Nag, nag, nag. That’s all she does, and Juan Carlos has grown weary and doesn’t want to collect plastic, metal, and old magazines from mounds of trash selling the booty to recyclers based on weight. They buzz around in their trucks like parasitic wasps outside steel gates of the city dump; they wait for loot from guajiro like Juan Carlos and his family.
Far below him; Araceli, his sickly thirteen-year-old sister whose skin fits tight against her sucked-in face, tugs at an American Flyer wagon loaded with a full five-gallon water bottle she’s filled from a fire hydrant. One wooden wheel is more significant than the others and causes the cart to squeak and lean. Pussyfoot is all she’s able to do these days; they have no vehicle and a doctor with medicines she needs, lives in lowlands on the other side of the volcano.
She leaves the Flyer in direct sunlight at their lean-to door just outside the basurero gates, even though he’s asked her time and again to park in the shade.

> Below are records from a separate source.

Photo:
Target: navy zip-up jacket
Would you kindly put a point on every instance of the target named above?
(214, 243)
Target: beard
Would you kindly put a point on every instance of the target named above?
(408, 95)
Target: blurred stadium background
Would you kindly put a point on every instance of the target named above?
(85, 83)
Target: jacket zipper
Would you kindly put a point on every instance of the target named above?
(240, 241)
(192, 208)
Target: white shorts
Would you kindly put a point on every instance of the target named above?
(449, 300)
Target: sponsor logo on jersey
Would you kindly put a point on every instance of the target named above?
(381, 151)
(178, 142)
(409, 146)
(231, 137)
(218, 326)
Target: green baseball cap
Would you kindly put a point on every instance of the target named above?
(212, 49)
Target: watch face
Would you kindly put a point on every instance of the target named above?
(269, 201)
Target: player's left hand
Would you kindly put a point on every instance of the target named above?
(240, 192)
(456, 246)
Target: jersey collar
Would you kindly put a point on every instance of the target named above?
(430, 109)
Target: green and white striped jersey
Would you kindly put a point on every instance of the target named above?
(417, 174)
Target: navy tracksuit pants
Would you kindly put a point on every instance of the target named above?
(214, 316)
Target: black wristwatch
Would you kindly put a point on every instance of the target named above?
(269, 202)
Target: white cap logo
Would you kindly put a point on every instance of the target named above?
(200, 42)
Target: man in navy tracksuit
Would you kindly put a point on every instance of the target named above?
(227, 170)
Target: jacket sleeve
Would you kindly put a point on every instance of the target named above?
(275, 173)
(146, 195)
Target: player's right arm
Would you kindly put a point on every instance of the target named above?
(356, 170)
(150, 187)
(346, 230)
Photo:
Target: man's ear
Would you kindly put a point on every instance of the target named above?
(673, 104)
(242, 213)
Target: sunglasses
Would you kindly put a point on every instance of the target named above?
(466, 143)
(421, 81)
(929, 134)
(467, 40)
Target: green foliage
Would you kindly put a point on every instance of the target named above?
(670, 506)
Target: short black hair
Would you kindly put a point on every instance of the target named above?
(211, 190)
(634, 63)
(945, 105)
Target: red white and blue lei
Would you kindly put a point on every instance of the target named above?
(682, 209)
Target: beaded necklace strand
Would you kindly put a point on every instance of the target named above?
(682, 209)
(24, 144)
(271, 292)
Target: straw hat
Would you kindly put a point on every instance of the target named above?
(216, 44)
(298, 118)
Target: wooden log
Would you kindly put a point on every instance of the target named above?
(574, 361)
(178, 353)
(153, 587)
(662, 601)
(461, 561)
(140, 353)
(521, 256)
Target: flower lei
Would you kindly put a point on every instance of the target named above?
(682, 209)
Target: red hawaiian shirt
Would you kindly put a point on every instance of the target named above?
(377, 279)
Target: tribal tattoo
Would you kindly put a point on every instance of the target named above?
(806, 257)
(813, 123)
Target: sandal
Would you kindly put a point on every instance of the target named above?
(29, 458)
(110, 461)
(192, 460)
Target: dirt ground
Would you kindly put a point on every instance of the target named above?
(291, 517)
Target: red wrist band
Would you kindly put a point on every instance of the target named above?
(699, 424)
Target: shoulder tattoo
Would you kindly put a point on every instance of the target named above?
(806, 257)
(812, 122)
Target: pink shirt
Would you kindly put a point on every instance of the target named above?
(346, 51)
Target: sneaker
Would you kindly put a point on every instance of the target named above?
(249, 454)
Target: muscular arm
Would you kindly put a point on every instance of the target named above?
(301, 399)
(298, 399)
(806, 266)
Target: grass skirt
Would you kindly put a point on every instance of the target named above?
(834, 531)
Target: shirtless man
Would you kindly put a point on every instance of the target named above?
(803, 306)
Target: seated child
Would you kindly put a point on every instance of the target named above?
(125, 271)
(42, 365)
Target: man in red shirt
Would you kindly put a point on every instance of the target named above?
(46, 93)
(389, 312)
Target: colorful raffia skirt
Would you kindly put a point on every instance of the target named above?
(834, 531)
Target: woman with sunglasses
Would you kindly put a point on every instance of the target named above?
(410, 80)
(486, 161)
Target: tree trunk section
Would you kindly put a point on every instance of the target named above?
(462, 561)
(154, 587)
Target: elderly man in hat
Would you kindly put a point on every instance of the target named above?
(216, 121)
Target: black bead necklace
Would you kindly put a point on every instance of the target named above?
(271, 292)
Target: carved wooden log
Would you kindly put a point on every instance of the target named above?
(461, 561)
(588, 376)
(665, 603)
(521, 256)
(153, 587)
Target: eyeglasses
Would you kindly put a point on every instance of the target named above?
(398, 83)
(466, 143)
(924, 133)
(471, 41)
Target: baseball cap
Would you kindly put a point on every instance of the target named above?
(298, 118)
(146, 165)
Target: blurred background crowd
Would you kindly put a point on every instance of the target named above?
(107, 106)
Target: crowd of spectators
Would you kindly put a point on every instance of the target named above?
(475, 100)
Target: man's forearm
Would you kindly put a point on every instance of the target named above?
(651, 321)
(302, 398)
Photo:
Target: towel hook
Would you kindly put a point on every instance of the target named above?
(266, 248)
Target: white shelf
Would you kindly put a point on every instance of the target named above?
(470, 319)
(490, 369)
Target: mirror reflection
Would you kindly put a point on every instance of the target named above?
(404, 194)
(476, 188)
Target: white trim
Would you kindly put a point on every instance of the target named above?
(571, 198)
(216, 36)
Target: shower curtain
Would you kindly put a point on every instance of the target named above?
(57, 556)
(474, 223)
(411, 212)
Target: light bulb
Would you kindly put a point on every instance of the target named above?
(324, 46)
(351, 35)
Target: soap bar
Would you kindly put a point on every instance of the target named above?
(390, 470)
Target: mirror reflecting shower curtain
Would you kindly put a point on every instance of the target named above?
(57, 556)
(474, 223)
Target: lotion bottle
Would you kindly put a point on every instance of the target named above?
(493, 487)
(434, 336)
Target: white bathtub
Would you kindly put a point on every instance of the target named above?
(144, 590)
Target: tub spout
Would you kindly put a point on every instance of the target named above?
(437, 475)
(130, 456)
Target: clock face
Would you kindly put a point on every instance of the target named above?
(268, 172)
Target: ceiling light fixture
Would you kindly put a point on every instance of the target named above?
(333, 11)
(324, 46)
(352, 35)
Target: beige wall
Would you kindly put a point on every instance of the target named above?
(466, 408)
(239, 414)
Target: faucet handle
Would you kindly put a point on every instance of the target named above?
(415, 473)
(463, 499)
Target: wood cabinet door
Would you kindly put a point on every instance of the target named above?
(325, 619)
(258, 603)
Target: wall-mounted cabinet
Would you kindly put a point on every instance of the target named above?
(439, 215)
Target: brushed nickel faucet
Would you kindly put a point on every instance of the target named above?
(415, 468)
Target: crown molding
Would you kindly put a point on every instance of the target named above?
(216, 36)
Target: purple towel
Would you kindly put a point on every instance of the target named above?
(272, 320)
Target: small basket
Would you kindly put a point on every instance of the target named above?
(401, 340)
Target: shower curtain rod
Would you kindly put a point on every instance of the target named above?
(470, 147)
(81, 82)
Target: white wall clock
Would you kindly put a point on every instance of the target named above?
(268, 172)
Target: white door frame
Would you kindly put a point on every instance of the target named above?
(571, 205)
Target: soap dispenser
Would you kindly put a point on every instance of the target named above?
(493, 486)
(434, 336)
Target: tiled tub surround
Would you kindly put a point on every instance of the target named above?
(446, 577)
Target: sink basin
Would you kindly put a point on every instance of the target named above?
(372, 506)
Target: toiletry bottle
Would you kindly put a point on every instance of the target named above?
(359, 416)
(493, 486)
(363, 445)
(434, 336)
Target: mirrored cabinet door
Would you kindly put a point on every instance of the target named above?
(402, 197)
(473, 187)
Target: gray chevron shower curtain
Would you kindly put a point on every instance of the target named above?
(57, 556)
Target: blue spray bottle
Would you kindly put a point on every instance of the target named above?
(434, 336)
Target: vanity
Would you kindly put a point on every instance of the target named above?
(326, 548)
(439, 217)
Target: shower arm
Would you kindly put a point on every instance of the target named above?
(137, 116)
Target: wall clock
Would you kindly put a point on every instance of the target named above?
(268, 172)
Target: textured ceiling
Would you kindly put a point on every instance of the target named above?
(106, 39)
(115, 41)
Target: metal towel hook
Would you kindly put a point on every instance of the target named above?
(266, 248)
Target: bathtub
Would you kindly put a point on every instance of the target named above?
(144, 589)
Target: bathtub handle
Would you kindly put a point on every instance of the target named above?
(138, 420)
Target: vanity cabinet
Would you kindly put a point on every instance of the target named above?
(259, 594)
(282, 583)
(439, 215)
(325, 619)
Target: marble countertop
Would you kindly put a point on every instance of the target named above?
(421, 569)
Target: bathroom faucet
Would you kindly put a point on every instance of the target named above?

The water sits halfway to boil there until Juan moves the heavy bottle indoors. They have no running water, and the container will last them several days before repeat after cooling. He feels a growing pressure to scavenge the dump for her as well as for his Mamá and himself.
Juan twists his neck, spying Papa’s gravesite in the cemetery perched above the dump. He draws from the bag again, helping kill his appetite for food, which, to him, is his sacrifice for Papa’s grave, and, coupled with provisions found in the dump, offsets meal expenses. However, his sacrifice isn’t enough, according to Mamá, and she has summoned Castaneda, the spiritual guide to silence the volcano, and help Juan make some money, or at least, find direction.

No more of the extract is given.